Patterns You Can Reuse

These patterns from the RPG demo apply to many multi-agent applications:

  • Orchestrator + participant pattern: One agent (the DM) has write access and directs the others. Participants are read-only conversationalists. This avoids state conflicts and keeps coordination simple.
  • Swappable state backend: Local files for simplicity, Supabase for distributed agents. Same data structure either way — the DM writes, everyone else reads.

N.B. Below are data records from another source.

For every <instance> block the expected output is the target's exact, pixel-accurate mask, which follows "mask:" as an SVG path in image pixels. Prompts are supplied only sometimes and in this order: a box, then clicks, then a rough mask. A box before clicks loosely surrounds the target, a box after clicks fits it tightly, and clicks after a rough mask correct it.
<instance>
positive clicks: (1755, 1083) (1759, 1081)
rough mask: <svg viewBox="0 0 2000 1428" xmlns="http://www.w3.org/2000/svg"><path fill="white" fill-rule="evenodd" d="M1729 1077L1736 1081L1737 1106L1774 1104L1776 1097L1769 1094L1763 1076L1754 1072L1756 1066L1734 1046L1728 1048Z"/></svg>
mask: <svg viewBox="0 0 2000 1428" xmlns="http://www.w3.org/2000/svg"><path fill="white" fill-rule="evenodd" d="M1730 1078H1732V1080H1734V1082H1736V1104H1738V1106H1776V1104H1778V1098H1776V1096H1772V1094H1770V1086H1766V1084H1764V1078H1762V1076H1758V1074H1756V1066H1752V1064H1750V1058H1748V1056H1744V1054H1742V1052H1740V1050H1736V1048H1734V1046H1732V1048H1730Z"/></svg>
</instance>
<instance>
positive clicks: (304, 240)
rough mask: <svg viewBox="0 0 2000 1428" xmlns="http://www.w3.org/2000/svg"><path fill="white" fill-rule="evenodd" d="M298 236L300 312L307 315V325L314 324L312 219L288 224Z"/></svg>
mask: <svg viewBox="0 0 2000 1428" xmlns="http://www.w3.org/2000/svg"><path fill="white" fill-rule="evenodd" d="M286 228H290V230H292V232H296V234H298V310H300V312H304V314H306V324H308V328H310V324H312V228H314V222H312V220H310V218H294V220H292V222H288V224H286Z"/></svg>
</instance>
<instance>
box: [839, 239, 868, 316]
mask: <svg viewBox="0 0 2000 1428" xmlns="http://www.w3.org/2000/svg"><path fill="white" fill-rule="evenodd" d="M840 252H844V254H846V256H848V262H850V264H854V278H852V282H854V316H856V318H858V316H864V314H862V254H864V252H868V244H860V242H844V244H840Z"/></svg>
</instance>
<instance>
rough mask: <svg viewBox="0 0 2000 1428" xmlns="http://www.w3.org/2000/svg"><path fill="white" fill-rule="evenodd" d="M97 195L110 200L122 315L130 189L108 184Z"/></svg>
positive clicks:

  • Append-only event log: A structured log of key decisions enables resume, replay, and debugging. Never overwrite, only append.
  • Tool-driven mechanics: Game rules are enforced through tools (roll_dice, update_character_sheet), not prompt instructions. Tools are deterministic and auditable.
  • Human pacing controls: Track how many AI actions have occurred since the last human input. Actively prompt the human. This prevents the common problem of AI agents talking over slower human participants.
  • Rules as reference files: Store complex rules as markdown files that agents can query on demand via a lookup tool, rather than stuffing everything into the system prompt.